UPDATE: the cause of the "infinite copy" bug was tracked down to a user side applescript. I have written a separate blog post about it.
This is a technical blog/rant. Users of FastMail who don't use Apple's email clients can safely skip it.
I've spent quite a lot of the past few days dealing with bugs caused by the Mail app in Apple's new Mavericks update.
Apple's mail client has been buggy with IMAP connections forever. It was infamous a couple of years ago for creating folders called INBOX.INBOX.INBOX.INBOX.INBOX.INBOX (until it hit the mailbox limit). We now block those at create time because they were causing "interesting" problems as well as being confusing.
This release has other interesting bugs that I've looked into in the past couple of days. When you uncheck the "keep a copy of my sent email on the server" checkbox, it auto-rechecks itself. I confirmed that report myself on our test laptop.
I also confirmed that the 'Archive' folder (special-use \Archive) doesn't appear in the folder listing, and neither do any subfolders if you have any (one of my accounts does - one per year for the past *mumble* years).
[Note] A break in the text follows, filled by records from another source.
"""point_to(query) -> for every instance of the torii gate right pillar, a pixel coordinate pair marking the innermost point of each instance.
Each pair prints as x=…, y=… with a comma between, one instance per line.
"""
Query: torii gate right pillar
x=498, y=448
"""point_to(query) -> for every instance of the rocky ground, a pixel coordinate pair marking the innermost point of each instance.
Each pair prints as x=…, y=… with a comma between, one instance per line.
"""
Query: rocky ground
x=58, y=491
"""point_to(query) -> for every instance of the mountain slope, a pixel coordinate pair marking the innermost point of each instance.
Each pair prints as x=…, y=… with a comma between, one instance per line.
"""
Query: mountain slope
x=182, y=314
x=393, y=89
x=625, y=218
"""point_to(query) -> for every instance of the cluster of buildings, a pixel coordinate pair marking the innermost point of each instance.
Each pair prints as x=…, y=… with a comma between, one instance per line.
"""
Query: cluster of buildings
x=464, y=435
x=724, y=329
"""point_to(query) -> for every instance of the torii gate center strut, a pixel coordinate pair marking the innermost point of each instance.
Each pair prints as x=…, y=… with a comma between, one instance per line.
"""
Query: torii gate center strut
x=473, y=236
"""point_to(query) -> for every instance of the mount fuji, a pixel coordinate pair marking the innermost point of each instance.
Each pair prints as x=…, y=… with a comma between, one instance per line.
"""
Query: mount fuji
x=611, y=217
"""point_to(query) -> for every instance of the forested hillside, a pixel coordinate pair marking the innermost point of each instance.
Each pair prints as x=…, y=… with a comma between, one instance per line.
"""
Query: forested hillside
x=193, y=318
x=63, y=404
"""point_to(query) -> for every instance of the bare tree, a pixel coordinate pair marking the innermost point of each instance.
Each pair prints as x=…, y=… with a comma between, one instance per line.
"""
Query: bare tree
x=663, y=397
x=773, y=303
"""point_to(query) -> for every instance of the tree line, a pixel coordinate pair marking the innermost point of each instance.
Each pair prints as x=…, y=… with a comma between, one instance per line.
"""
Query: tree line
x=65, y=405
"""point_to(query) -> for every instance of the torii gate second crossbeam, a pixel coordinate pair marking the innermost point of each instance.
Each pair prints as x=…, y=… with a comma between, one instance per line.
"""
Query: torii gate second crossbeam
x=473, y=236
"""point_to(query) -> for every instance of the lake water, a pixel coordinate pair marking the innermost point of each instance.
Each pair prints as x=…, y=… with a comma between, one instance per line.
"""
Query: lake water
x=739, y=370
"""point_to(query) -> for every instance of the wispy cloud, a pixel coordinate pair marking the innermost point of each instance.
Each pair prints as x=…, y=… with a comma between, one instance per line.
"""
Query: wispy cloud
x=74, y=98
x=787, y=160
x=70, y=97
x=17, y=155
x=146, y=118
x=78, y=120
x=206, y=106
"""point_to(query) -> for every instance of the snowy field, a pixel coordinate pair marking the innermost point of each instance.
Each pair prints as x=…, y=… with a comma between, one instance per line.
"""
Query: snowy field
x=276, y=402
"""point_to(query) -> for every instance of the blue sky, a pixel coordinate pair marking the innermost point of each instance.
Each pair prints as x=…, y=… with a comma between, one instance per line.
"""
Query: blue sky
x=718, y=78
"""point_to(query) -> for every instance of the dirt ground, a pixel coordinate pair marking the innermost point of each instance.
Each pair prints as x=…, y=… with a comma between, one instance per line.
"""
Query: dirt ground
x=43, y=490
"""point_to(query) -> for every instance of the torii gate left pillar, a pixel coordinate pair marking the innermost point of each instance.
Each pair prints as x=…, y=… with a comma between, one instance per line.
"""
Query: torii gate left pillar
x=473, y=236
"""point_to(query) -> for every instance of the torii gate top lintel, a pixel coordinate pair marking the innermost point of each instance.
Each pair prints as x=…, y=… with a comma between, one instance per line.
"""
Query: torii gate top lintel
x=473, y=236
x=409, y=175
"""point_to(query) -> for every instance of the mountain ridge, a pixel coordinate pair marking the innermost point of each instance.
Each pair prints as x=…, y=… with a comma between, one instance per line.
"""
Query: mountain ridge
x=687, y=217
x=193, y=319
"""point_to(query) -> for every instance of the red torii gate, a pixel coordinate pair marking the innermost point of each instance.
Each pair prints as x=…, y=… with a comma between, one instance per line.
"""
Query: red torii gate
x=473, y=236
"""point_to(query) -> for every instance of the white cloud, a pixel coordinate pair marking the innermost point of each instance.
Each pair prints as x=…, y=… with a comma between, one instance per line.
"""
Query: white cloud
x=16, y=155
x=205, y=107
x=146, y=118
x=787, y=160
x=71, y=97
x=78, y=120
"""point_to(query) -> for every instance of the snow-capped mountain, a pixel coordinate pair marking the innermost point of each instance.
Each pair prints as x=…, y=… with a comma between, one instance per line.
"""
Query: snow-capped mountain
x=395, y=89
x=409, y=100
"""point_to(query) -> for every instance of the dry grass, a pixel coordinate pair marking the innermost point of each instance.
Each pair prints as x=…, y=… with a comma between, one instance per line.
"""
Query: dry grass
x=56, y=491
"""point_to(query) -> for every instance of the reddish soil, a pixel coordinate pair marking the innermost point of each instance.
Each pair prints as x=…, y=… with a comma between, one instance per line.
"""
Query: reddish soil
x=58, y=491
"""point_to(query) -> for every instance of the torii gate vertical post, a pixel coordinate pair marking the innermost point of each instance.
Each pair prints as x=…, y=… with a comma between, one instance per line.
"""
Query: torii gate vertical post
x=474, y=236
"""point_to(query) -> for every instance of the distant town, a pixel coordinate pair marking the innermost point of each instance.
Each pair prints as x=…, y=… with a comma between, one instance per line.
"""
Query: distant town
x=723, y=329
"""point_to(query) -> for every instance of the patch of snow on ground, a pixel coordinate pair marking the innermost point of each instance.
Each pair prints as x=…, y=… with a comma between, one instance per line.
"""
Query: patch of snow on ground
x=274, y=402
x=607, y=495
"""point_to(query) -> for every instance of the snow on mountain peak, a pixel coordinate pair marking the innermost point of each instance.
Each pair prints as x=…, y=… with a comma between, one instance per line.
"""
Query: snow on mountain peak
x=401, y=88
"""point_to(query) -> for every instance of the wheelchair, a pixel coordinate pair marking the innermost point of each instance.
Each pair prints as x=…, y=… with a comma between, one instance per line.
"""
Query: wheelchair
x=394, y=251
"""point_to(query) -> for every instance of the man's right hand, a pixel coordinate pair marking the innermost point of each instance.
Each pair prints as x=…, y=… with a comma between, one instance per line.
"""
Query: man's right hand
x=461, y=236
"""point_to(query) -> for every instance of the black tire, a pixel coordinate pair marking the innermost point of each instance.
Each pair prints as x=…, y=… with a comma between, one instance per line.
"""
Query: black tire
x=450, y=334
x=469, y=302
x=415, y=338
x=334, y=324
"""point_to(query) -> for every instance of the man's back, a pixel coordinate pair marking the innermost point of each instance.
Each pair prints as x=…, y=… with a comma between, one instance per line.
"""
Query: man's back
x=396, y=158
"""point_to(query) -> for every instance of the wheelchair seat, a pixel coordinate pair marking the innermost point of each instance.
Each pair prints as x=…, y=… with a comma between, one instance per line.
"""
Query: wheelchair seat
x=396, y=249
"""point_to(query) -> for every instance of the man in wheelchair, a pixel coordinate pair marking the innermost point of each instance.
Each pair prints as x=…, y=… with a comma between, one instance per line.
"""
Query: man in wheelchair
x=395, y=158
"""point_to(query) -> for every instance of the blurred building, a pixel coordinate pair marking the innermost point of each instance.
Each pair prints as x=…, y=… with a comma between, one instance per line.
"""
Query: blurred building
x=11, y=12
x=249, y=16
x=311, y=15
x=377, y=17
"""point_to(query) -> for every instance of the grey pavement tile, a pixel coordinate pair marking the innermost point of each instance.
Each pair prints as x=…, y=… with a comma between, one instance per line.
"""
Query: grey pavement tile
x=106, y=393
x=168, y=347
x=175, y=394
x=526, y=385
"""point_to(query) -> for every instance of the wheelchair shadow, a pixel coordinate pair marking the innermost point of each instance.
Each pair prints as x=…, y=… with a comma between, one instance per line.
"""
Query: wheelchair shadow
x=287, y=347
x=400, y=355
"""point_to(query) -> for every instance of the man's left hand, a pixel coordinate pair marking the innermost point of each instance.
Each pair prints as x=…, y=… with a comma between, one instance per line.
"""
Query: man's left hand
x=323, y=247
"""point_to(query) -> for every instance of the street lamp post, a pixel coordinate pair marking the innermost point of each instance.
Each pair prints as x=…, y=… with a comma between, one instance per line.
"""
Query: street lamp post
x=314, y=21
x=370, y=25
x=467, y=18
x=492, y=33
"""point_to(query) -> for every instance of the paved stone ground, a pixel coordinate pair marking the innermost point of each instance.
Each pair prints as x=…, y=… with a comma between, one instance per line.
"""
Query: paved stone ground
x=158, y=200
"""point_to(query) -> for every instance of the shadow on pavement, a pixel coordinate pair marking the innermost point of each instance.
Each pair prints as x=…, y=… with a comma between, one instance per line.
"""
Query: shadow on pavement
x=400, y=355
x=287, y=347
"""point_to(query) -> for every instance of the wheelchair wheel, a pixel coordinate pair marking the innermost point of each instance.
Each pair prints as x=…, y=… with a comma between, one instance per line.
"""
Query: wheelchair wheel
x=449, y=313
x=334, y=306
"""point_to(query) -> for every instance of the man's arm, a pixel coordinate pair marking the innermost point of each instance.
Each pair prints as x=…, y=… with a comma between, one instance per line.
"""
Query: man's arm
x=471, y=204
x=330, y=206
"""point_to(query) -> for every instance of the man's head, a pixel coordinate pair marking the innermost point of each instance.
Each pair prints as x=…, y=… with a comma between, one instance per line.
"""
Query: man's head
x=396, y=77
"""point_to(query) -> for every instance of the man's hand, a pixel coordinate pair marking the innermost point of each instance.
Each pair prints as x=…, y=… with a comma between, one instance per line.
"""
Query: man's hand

So we know it's not the breakfast of champions. That's not a giant surprise, it's never been the strong point of that OS. The previous revision has problems too:
229.12 UID STORE 588201 +FLAGS.SILENT ($Junk Junk JunkRecorded) 229.12 OK Completed 230.12 UID STORE 588201 -FLAGS.SILENT ($NotJunk NotJunk) 230.12 OK Completed 231.12 UID EXPUNGE 588201 231.12 OK Completed 232.12 UID STORE 588201 +FLAGS.SILENT (\Deleted) 232.12 OK Completed
Anyone who can read IMAP can see that it tries to expunge the message BEFORE the \Deleted flag is set, which is pointless. UID EXPUNGE only deletes messages with the \Deleted flag set.
I found _that_ one because our web interface expunges all \Deleted items, so users noticed they only got the expected behaviour across multiple clients if they left the web interface open at the same time.
Millions of messages
But this doozy takes the cake. I found it nearly a week ago when we had an IO error because a user's cache file was overflowing the 32 bit offset counter that still exists in Cyrus (I have an experiemental branch with 64 bit offsets, but it's not ready for production yet)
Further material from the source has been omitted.